Existential Fatigue

I heard recently that we have taken more pictures in the last seven years than we did in the whole history of the world before that point. It is interesting, all the pictures that we take. Even the really good ones often get missed because we have so many.

Great pictures stand out because they give a magical insight into a moment in time. I Googled “famous depression era picture” and the picture of a young woman staring into the distance with two young children burying their heads into each of her shoulders. When I used to look at the photo I thought she was older, but I now see she was a young woman aged by worry. She stares into the distance, but it does not look like she is seeing anything. She looks haunted, and appears to be experiencing what I call existential fatigue.

I believe that we are all experiencing it to some degree. It is the experience of being too often disappointed - by political figures, and by those we have trusted. It is not just about right now, but disappointments accumulated over a lifetime. We may have it because we have not been able to find the answers to dilemmas that we feel our life depends upon. We feel it as we feel that we are losing faith in life...in humanity itself.
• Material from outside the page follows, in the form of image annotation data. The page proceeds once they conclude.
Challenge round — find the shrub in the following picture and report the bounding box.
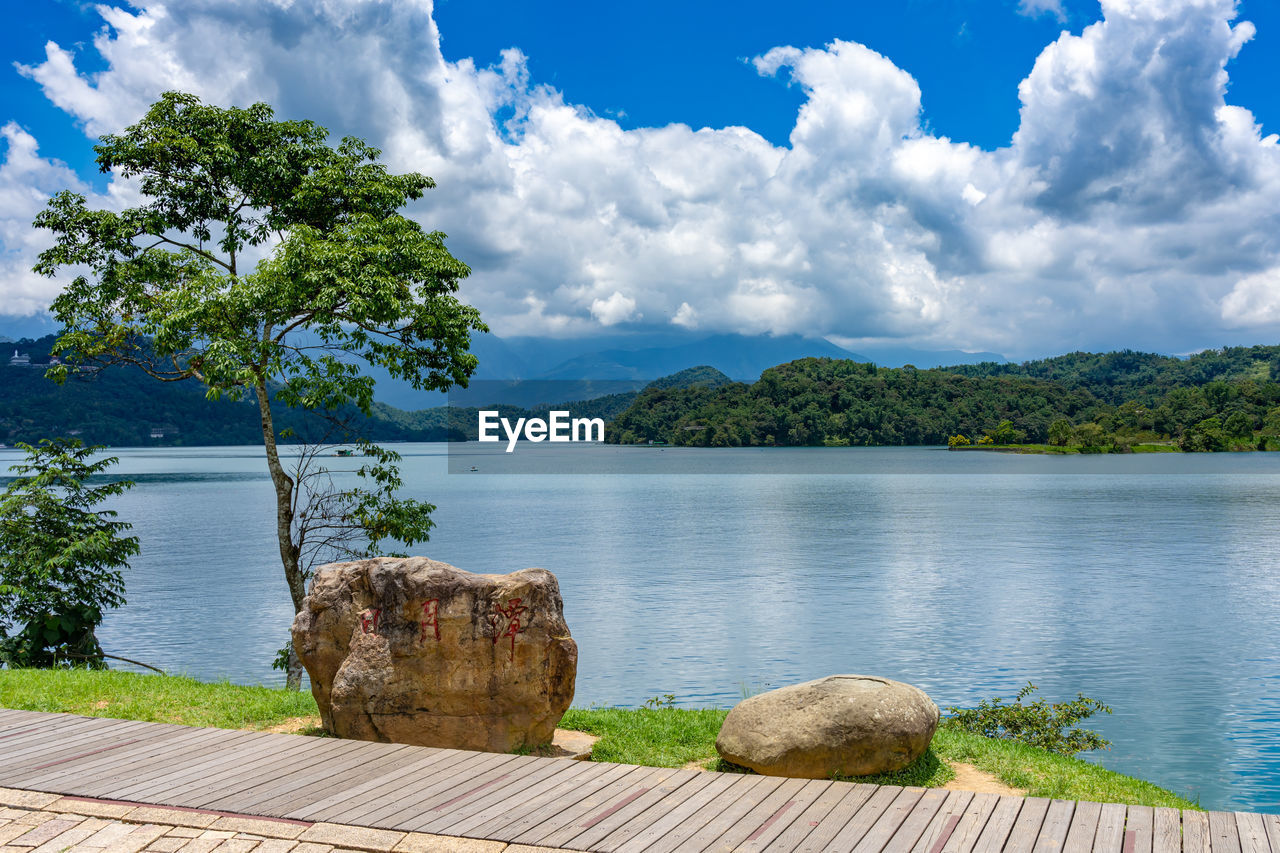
[947,681,1111,756]
[0,438,138,669]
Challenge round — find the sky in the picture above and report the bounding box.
[0,0,1280,357]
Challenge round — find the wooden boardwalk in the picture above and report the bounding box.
[0,710,1280,853]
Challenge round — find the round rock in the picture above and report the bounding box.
[716,675,938,779]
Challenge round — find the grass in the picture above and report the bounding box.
[0,670,1198,808]
[0,670,320,734]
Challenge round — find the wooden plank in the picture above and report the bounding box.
[205,742,412,815]
[15,730,229,795]
[970,797,1029,853]
[737,779,836,853]
[348,752,527,829]
[0,717,145,777]
[940,793,1000,853]
[1004,797,1048,853]
[1124,806,1156,853]
[410,758,601,835]
[1062,800,1102,853]
[262,744,439,817]
[99,733,304,804]
[118,735,335,807]
[0,717,125,768]
[621,774,767,853]
[1208,812,1240,853]
[670,779,813,853]
[1262,815,1280,853]
[884,788,951,853]
[432,761,606,838]
[800,785,902,850]
[911,790,974,853]
[184,747,384,812]
[470,763,645,840]
[495,767,680,847]
[1183,811,1210,853]
[675,776,783,850]
[765,783,879,852]
[828,788,924,853]
[1151,807,1182,853]
[376,754,539,829]
[545,770,706,850]
[323,749,532,827]
[194,740,411,815]
[282,747,470,821]
[68,729,264,802]
[1032,799,1075,853]
[4,724,183,788]
[1093,803,1128,853]
[1239,809,1271,853]
[611,772,757,853]
[165,736,366,811]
The best time to do a fire drill is not when there is a fire. The best time to look for solutions to existential fatigue is not when in the midst of feeling it. We do it my finding nutritional activities that overwhelm our ability to focus on our trouble. We do it by resisting the titillation to endlessly read how bad things are going and by resisting the urge to project rage into the world.

There are many, many ways to immerse ourselves, and to ground ourselves in ways that wake us up, that allow us to actually see what we are looking at. Existential fatigue can mushroom into existential exhaustion, a state in which we can no longer keep on going.

It is urgent that we enjoy ourselves today, right now. Commit to being present, and to learning how to calm yourself. Project positive vibrations. Existential fatigue is a gift. It tells us that we cannot live forever without joy. It tells us to find joy in living today; to rejoice.